La faccenda rimanda a un decreto ministeriale del 13-6-1986, che abbassò i tassi di alcuni buoni fruttiferi postali (BFP) già emessi. La Legge lo permetteva, la possibilità era generalmente nota - come ricordo io stesso! - e tutto sommato era abbastanza prevedibile. Peccato che non pochi si siano lasciati convincere a intentare cause senza fondamento da tutti i punti di vista.
Il decreto del 1986 non andò neppure contro l’affidamento dei risparmiatori, cioè su cosa si aspettavano da quell'investimento. Anzi, semmai essi facevano affidamento proprio sulla possibilità all'occorrenza di una modifica dei loro tassi! Infatti in precedenza il Tesoro per ben tre volte consecutive li aveva alzati, precisamente per le serie L, M ed N: nel 1974, nel 1976 e nel 1981. Cosa che i sedicenti difensori dei risparmiatori furbescamente non dicono. Il Tesoro alzava gli interessi quando inflazione e rendimenti di mercato erano saliti, per ridurli se poi erano scesi. E in effetti li ridusse quella sola volta. Poi, a furor di popolo, la normativa venne cambiata e dal 2000 i tassi dei BFP non possono più essere né aumentati né diminuiti. Era meglio prima; ed era anche più giusto. I buoni fruttiferi sono infatti analoghi a conti o libretti non vincolati, per i quali è normale che i tassi siano modificabili.
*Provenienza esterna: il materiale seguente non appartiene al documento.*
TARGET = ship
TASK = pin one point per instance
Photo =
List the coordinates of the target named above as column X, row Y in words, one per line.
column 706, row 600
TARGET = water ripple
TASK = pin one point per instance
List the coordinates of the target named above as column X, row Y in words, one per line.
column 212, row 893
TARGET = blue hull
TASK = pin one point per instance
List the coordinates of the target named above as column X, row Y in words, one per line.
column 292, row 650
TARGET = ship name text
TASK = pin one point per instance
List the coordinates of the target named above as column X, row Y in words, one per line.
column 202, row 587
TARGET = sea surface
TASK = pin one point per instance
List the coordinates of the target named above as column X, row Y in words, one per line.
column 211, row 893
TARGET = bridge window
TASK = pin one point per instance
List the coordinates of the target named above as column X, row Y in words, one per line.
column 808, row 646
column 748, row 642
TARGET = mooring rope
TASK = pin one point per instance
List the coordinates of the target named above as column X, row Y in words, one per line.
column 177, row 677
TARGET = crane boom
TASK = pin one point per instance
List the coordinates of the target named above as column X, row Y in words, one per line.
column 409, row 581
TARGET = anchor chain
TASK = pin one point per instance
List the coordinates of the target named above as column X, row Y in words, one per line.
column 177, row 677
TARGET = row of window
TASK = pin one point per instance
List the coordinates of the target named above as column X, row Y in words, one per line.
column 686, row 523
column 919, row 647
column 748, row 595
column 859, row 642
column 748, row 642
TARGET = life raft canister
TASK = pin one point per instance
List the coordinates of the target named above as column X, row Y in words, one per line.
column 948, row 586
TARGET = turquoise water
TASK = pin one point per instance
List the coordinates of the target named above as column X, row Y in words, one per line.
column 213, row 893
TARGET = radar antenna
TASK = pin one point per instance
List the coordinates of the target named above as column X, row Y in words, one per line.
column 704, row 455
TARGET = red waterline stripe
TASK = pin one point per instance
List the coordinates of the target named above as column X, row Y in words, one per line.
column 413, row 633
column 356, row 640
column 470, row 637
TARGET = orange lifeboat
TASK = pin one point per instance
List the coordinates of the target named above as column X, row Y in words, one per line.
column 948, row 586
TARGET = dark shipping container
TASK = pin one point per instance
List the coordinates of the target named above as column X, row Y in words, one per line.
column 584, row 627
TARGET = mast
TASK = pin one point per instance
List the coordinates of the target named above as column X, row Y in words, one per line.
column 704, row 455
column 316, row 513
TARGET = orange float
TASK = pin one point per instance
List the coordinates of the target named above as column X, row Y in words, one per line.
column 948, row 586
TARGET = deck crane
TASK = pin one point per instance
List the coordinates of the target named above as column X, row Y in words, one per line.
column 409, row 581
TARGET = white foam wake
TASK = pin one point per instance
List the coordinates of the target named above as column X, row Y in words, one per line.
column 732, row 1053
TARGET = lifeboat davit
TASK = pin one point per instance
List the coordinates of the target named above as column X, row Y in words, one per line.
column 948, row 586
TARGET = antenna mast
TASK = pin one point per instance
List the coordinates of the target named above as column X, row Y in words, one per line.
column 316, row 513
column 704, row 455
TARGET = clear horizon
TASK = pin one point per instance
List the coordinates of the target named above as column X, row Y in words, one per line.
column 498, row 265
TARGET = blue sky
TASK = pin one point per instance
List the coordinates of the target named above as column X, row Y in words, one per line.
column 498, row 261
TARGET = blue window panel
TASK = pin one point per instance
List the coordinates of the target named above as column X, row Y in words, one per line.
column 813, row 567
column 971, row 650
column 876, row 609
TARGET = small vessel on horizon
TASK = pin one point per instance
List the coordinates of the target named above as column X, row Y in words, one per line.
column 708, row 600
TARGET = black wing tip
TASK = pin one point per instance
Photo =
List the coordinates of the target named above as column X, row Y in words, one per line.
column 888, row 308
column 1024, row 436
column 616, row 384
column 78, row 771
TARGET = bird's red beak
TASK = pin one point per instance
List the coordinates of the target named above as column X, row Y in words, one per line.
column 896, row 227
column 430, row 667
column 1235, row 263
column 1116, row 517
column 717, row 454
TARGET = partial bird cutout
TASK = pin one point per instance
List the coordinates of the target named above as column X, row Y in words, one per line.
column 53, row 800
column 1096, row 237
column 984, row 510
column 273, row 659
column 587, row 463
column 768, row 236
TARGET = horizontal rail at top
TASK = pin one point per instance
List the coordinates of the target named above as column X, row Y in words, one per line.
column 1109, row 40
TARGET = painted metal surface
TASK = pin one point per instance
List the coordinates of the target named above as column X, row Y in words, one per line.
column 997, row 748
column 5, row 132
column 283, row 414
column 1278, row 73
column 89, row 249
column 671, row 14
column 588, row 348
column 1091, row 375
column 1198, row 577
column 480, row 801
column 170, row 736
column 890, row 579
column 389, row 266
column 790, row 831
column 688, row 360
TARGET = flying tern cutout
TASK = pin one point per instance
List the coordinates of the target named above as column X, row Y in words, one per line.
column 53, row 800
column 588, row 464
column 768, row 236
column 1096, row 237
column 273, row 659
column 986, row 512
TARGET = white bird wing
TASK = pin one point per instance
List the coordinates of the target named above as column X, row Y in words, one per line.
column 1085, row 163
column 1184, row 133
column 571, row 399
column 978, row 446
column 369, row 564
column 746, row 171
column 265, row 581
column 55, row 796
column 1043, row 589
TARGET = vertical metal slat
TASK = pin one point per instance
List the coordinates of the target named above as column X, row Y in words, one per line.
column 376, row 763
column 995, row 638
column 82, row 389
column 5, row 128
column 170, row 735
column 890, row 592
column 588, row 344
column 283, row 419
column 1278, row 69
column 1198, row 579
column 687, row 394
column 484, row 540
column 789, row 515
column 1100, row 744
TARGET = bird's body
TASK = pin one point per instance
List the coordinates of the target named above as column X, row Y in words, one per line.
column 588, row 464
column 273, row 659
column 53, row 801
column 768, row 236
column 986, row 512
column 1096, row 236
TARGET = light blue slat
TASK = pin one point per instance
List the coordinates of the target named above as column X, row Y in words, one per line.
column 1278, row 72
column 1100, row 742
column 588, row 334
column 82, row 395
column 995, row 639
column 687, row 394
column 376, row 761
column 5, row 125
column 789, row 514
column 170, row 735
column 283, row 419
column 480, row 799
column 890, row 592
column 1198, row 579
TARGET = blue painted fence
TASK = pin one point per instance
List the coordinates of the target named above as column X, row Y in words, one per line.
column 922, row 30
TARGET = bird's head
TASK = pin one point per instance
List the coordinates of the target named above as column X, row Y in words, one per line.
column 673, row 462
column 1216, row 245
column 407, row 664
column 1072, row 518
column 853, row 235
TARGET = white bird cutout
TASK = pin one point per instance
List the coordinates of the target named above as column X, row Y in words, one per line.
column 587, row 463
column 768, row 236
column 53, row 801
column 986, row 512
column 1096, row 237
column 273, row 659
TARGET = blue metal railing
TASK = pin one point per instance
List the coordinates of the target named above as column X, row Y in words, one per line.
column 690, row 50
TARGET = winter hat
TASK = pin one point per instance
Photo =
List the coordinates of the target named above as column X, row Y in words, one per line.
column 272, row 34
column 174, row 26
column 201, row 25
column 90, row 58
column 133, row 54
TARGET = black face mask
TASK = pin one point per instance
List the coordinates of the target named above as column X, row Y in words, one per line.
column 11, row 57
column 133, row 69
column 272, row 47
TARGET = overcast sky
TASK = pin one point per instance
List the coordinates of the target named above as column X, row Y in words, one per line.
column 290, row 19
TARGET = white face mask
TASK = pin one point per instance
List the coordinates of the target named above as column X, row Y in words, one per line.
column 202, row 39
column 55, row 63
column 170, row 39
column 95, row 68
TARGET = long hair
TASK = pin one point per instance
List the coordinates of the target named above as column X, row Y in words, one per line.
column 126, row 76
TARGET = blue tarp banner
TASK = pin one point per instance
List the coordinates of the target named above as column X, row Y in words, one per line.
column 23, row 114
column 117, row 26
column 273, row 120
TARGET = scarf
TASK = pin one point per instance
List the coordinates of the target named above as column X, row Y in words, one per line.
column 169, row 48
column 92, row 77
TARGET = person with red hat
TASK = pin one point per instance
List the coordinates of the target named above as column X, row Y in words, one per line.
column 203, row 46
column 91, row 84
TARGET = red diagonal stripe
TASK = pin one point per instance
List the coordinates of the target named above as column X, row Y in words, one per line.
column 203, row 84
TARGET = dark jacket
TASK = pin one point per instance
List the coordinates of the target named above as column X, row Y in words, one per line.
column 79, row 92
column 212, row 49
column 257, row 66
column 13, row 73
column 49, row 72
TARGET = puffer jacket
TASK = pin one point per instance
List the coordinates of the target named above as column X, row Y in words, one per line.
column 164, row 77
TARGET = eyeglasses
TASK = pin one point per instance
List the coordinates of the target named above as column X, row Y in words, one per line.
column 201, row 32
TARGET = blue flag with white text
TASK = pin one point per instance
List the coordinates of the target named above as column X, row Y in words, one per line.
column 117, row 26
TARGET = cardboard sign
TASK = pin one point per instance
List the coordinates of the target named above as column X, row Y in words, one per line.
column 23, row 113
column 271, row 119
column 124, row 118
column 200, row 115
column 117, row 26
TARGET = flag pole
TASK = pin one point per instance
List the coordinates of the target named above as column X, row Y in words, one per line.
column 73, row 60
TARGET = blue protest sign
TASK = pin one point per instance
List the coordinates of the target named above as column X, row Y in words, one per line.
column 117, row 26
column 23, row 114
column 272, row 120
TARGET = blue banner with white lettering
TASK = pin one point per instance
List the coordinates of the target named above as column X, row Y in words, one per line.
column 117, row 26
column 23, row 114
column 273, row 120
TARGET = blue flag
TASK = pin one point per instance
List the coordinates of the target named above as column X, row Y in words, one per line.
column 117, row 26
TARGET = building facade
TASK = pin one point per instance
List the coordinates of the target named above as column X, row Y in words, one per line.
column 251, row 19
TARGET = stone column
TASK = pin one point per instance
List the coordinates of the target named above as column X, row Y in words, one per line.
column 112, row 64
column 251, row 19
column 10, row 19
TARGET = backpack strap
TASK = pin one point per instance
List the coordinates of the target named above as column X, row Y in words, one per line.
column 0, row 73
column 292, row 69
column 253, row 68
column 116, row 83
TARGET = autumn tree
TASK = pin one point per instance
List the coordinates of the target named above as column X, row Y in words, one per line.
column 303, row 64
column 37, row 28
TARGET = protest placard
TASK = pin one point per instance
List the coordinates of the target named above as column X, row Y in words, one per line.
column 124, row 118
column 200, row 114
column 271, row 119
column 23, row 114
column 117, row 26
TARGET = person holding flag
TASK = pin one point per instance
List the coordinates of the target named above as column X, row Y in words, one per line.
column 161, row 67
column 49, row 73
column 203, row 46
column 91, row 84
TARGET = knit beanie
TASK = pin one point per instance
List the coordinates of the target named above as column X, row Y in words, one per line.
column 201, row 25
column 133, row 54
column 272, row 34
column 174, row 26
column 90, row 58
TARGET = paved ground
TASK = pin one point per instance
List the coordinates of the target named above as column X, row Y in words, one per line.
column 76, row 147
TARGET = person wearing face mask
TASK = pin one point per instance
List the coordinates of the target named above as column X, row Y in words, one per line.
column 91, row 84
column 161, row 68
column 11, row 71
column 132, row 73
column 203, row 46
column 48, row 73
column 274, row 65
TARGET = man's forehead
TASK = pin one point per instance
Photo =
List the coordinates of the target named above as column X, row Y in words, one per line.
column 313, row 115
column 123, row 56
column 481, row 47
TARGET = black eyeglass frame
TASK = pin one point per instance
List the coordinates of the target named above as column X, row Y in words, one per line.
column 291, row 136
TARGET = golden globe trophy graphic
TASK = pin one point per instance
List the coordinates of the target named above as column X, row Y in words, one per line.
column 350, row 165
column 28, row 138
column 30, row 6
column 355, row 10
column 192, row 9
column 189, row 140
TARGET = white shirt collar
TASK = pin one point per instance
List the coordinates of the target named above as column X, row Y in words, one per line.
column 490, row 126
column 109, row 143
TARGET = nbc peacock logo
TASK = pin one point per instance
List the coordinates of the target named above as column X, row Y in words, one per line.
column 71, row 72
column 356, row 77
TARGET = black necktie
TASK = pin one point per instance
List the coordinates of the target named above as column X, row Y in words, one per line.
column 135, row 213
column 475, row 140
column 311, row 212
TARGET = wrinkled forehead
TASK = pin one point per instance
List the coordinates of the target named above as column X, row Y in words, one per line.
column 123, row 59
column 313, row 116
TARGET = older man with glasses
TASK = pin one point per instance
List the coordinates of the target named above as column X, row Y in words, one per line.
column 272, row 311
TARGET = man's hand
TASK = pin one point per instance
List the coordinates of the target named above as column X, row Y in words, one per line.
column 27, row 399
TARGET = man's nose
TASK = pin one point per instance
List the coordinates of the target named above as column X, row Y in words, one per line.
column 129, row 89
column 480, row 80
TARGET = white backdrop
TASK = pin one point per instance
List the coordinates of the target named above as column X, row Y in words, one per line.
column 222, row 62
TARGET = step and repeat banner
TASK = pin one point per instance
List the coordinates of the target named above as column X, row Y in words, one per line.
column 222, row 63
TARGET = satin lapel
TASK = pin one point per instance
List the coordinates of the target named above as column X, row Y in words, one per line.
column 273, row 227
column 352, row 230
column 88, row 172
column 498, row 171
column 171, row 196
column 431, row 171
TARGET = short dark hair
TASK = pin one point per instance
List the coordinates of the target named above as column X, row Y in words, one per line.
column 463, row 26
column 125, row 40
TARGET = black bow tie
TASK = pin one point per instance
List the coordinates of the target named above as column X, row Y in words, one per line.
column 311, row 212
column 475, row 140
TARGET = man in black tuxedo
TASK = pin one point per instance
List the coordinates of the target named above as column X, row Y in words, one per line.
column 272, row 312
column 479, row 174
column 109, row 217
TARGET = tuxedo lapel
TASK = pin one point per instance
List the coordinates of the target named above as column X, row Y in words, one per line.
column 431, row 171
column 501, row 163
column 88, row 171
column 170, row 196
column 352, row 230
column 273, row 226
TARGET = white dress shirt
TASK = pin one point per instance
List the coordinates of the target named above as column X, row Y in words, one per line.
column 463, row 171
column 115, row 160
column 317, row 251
Per di più i buoni in questione, pur col provvedimento del 1986, hanno reso tantissimo: capitali non di rado decuplicati in termini nominali e quintuplicati al netto dell'inflazione. Alcuni titoli, “colpiti” dal decreto di riduzione, rendevano il 12% annuo netto ancora tre-quattro anni fa. Un tasso da sogno! Nessun altro impiego, per giunta liquidabile ogni giorno senza oscillazioni di prezzo, ha reso così tanto. Anziché intentare cause, quei risparmiatori dovevano fare salti di gioia, rallegrandosi della scelta fatta; o della fortuna avuta. Nessun risparmio tradito o baggianate simili. Sarebbero semmai i contribuenti italiani, che non avevano sottoscritto quei buoni, a potersi lamentare che il Tesoro abbia pagato interessi così alti. Non quelli che li hanno percepiti.